28.2 C
Jakarta

Menangani Propaganda Khilafah dan Tantangan Moderasi di Kampus Umum

Artikel Trending

Milenial IslamMenangani Propaganda Khilafah dan Tantangan Moderasi di Kampus Umum
Dengarkan artikel ini
image_pdfDownload PDF

Harakatuna.com – Kepala Badan Nasional Penanggulangan Terorisme (BNPT) Mohammed Rycko Amelza Dahniel mengajak semua pihak untuk mewaspadai perkembangan ideologi radikal di bawah tanah. Menurutnya, kolaborasi dan sinergi berbagai elemen masyarakat, terlebih seluruh organisasi pemerintahan, perlu dilakukan untuk mengidentifikasi ideologi tersebut. Bagi Rycko, identifikasi dimaksud dapat dilakukan sebelum upaya-upaya pencegahan, baik secara langsung maupun tidak langsung.

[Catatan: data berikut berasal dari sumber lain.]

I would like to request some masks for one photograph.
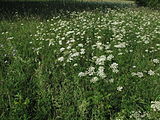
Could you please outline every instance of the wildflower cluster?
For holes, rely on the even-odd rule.
[[[24,119],[140,120],[160,111],[159,12],[66,12],[26,22],[0,27],[5,115],[31,109]]]

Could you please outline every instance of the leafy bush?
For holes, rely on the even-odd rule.
[[[148,6],[148,7],[158,7],[160,4],[159,0],[135,0],[135,1],[140,6]]]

“Libatkan seluruh masyarakat bersama-sama untuk membangun daya cegah, daya tangkal, daya lawan kepada dirinya sendiri, kepada keluarganya, kepada kawan-kawannya, kepada kelompoknya, kepada masyarakat,” ujar Kepala BNPT, Selasa (23/4) kemarin, dalam siaran pers.

Apa ideologi radikal yang dimaksud? Apa gerakan bawah tanah yang mereka lakukan? Dua pertanyaan ini penting diajukan. Sebab, berbicara tentang ideologi radikal, di negara ini terdapat beberapa kelompok fundamental yang tidak dapat disatupadukan. Ada kaum jihadi, ada juga aktivis tahriri. Yang terakhir ini kerap kali luput dari sorotan dan sama sekali selamat dari penangkapan atau penjara. Jadi, apakah yang Rycko maksud ideologi radikal adalah HTI dan propaganda khilafahnya?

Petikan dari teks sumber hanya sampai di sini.